Microarray expression profiling
Total cellular RNA was isolated from fly heads belonging to five biological replicates, four for microarray profiling, and one for real-time PCR. Each replicate represented four independent sets of control and treated flies. Each independent set consisted of eight vials, four each of NF and PTZ, treated in parallel. Similar design was followed for control NF-NF control microarray experiment. Thirty flies were treated in each vial. Heads of 120 flies were pooled for isolating each RNA sample. Flies were frozen in 50 ml falcon tubes in liquid nitrogen. Two cooled sieves were arranged such that the larger sieve (mesh size 850 mm) was placed on top of the smaller one (mesh size 355 mm). Frozen flies were shaken 4–5 times in the falcon and poured onto the top sieve. The flies were brushed gently with a paint brush till all heads were sieved out on the bottom sieve. Bodies that remained on the top sieve were discarded and heads were collected in cryovials and kept frozen at -80°C. Total RNA was isolated from frozen fly heads using TRI REAGENT (Sigma), according to the manufacturer's protocol. RNA was quantified using spectrophotometer. RNA quality was checked by running 1% agarose gel.

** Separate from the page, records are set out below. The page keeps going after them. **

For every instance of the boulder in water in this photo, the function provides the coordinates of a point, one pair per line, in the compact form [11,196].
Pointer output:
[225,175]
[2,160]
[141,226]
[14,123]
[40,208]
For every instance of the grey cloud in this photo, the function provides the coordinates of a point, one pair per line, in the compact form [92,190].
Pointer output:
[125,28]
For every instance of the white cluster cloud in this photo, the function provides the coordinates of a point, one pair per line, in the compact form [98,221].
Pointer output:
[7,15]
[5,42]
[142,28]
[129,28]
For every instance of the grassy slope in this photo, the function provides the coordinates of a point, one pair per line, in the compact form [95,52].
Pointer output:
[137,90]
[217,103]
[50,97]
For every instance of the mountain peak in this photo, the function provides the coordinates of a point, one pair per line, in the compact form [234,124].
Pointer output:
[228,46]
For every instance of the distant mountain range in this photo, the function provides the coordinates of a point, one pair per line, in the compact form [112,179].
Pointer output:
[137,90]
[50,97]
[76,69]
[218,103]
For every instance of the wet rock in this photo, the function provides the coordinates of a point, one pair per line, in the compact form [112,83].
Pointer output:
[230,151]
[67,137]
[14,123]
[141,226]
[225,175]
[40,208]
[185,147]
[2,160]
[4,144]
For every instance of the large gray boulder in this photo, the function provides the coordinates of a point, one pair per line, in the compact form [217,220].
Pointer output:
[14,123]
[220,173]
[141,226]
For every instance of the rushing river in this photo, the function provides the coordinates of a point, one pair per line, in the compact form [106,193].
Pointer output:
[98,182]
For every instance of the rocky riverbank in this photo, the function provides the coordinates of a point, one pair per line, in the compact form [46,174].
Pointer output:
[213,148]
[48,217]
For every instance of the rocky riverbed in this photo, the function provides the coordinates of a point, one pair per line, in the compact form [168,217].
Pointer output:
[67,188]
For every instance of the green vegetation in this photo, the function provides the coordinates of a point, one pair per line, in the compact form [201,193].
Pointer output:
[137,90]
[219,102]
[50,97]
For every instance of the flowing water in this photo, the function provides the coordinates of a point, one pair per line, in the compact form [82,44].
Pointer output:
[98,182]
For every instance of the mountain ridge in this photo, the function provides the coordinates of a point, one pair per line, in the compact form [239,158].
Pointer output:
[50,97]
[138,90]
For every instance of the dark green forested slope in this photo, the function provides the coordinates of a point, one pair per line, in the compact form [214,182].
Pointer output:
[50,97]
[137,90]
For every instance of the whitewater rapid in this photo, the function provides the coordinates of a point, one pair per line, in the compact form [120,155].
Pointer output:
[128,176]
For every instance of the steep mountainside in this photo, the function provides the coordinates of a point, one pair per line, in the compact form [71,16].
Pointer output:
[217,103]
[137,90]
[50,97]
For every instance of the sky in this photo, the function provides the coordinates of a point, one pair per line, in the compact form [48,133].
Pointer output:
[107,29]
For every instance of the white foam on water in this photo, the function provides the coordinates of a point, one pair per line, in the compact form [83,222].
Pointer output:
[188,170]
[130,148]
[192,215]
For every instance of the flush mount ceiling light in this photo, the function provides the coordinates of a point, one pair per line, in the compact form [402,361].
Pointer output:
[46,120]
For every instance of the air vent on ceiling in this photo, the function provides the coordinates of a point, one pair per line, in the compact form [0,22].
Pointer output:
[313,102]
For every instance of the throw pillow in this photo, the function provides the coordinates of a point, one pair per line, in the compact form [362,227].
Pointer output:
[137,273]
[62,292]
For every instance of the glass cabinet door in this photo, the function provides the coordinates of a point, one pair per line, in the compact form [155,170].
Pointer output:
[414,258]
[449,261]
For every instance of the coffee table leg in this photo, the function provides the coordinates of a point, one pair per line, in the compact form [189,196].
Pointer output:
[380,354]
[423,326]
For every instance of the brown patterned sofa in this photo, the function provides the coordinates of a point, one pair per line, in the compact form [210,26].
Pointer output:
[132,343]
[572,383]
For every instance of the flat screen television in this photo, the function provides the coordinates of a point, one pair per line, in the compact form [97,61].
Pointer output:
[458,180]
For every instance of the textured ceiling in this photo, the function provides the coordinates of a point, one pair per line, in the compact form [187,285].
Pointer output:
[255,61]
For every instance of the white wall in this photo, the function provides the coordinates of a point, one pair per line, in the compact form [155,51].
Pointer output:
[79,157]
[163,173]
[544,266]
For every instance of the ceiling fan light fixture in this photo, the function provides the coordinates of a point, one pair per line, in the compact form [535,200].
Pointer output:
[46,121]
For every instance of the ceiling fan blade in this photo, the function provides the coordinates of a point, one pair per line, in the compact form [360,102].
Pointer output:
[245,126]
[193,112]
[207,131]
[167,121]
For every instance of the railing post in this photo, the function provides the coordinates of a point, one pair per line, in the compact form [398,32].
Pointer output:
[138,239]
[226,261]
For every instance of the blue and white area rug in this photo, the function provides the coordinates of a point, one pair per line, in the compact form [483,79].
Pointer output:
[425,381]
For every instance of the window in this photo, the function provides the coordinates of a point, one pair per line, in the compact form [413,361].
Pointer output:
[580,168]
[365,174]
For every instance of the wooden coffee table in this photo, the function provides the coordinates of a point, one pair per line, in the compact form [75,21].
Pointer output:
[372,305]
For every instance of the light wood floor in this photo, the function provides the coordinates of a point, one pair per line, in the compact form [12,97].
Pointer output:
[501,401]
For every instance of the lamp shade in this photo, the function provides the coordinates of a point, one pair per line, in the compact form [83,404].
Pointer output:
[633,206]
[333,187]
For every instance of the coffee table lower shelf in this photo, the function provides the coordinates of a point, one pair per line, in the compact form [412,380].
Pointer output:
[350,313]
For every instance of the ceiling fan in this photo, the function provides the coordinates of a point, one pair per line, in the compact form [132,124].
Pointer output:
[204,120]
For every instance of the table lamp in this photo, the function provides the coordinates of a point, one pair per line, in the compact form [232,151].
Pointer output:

Microarray -cDNA Synthesis Kit, -Target Purification Kit, and -RNA Target Synthesis Kit (Roche) were used to generate labeled antisense RNA. Starting with 10 μg of total cellular RNA, Eberwine method (kits from Roche) was used to generate cDNA and thereafter Cy3 and Cy5 (Amersham) labeled antisense RNA. The Cy3 and Cy5 labeled aRNAs (control and treated) were pooled together and precipitated, washed, air-dried, and dissolved in 18 MΩ RNAase free water (Sigma). The recovery of labeled aRNAs was checked using spectrophotometer and agarose gel electrophoresis. A total of 16 microarrays (12Kv1, CDMC) were hybridized, four each for NF-NF control (0 hr); NF-PTZ, 12 hrs; NF-PTZ, 2nd day; NF-PTZ, 7th day. Out of four, two slides were dye-swaps. Hybridization solution was prepared by mixing hybridization buffer (DIG Easy Hyb, Roche), 10 mg/ml salmon testis DNA (0.05 mg/ml final concentration, Sigma) and 10 mg/ml yeast tRNA (0.05 mg/ml final concentration, Sigma) and added to the labeled product. This mixture was denatured at 65°C and applied onto cDNA microarray slides. The slides were covered by lowering down a 24 × 60 mm coverslip (ESCO, Portsmouth, USA). Hybridization was allowed to take place in hybridization chamber (Corning) at 37°C for 16 hrs. After hybridization, coverslips were removed by submerging the slides in a solution containing 1× SSC and 0.1% SDS at 50°C. Slides were washed (three times for 15 minutes each) in a coplin jar at 50°C with occasional swirling and then transferred to 1× SSC and washed with gentle swirling at room temperature (twice for 15 minutes each). Finally, slides were washed in 0.1× SSC for 15 minutes and then liquid was quickly removed from the slide surface by spinning at 600 rpm for 5 minutes. Slides were scanned at 10 μm resolution using GenePix 4000A Microarray Scanner (Molecular Devices), and the images preprocessed and quantified using Gene Pix Pro 6.0 (Molecular Devices).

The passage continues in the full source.